Saturday, May 12, 2012

Book Review: Damascus Nights (1989) by Rafik Schami

In One Thousand and One Nights, the great Arab classic of fantasy and adventure, Scheherazade tells 1,001 stories to her husband King Shahryar. The king has killed every one of his previous wives after one night of marriage. Clever Scheherazade keeps herself alive by telling the king a new story every night but leaving it unfinished by dawn. The king keeps her alive in order to hear the end of the story the next night. In this way Scheherazade keeps herself alive until the king eventually realizes the error of his ways and agrees to spare her life.

Rafik Schami takes the basic concept of this classic of Arabian literature and sets it in Damascus in 1959. Salim the Coachman, a famous storyteller who has spent most his life driving a coach between Damascus and Beirut, is visited in a dream by his good fairy. The fairy tells him that she's the one who's helped make him a great storyteller, but now she's retiring and he will lose his voice. She's asked the king fairy for a favour on Salim's behalf: if he receives seven unique gifts within three months he will regain his voice and once again be a great storyteller. Salim has seven friends who gather at his house once a week to listen to his stories. They try everything to bring back his voice, but nothing, not special food or trips away, works to return Salim's voice. Finally, the friends get the idea to take it in turns telling a story to Salim, and, after he's been told seven stories, Salim does get his voice back.

On one level this novel is a celebration of the Arab tradition of storytelling. Schami effortlessly constructs all kinds of stories, from the traditional featuring demons and fairies, to contemporary tales highlighting the character of Damascus and Syria in 1959. Schami has an amazing ability to craft story after story without repeating himself or sounding formulaic. And both his traditional and contemporary stories are equally strong.

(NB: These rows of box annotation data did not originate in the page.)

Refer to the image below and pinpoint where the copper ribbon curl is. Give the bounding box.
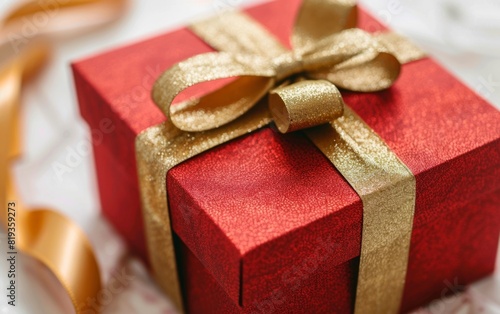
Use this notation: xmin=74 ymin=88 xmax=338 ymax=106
xmin=0 ymin=0 xmax=125 ymax=313
xmin=145 ymin=0 xmax=424 ymax=313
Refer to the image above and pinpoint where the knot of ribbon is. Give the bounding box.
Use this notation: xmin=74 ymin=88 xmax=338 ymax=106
xmin=153 ymin=0 xmax=401 ymax=133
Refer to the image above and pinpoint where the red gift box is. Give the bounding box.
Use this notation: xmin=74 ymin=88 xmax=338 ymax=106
xmin=73 ymin=0 xmax=500 ymax=313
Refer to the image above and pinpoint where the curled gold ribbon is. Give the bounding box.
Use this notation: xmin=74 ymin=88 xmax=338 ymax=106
xmin=0 ymin=0 xmax=124 ymax=313
xmin=141 ymin=0 xmax=424 ymax=314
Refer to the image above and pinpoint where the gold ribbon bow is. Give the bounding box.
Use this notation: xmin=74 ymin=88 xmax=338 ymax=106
xmin=153 ymin=0 xmax=421 ymax=133
xmin=141 ymin=0 xmax=424 ymax=314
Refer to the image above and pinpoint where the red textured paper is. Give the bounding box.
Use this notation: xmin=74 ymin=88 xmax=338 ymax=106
xmin=74 ymin=0 xmax=500 ymax=313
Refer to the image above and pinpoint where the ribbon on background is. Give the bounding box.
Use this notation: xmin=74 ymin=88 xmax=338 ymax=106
xmin=0 ymin=0 xmax=125 ymax=313
xmin=136 ymin=0 xmax=424 ymax=313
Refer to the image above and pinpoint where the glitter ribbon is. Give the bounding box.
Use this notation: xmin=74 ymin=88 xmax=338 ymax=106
xmin=136 ymin=0 xmax=424 ymax=313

His later novels, The Dark Side of Love (review here) and The Calligrapher's Secret (review here), also demontrate this ability, but the storytelling, in both cases, is part of broader and more ambitious novels.

The political aspect of Damascus Nights is not hidden in any way. In 1959 Syria had joined with Egypt in the United Arab Republic, a short-lived attempt to create a pan-Arab nation. Not only had Syria lost its political independence, the age of the secret police and the midnight knock on the door was in full bloom. The fact that Salim and his friends get together for traditional storytelling is clearly shown to be a result of other kinds of speech having become so dangerous. For every traditional story in Damascus Nights we get another that shows the cruelty and injustice of contemporary Syria. Like Scheherazade, Salim and his friends are telling tales to stay safe; any other kind of conversation can lead to prison.

If you've never read anything by Schami before, this novel, as excellent as it is, is only a hint of the creative heights he reaches in his masterpiece The Dark Side of Love. Unfortunately, Schami, who lives in Germany, has done all of his writing in German and not enough of it has been translated into English. I'm sure, however, that when he wins the Nobel Prize for Literature translations of his other works will immediately follow. That's right, the Nobel Prize, and don't forget that it was me that said it first.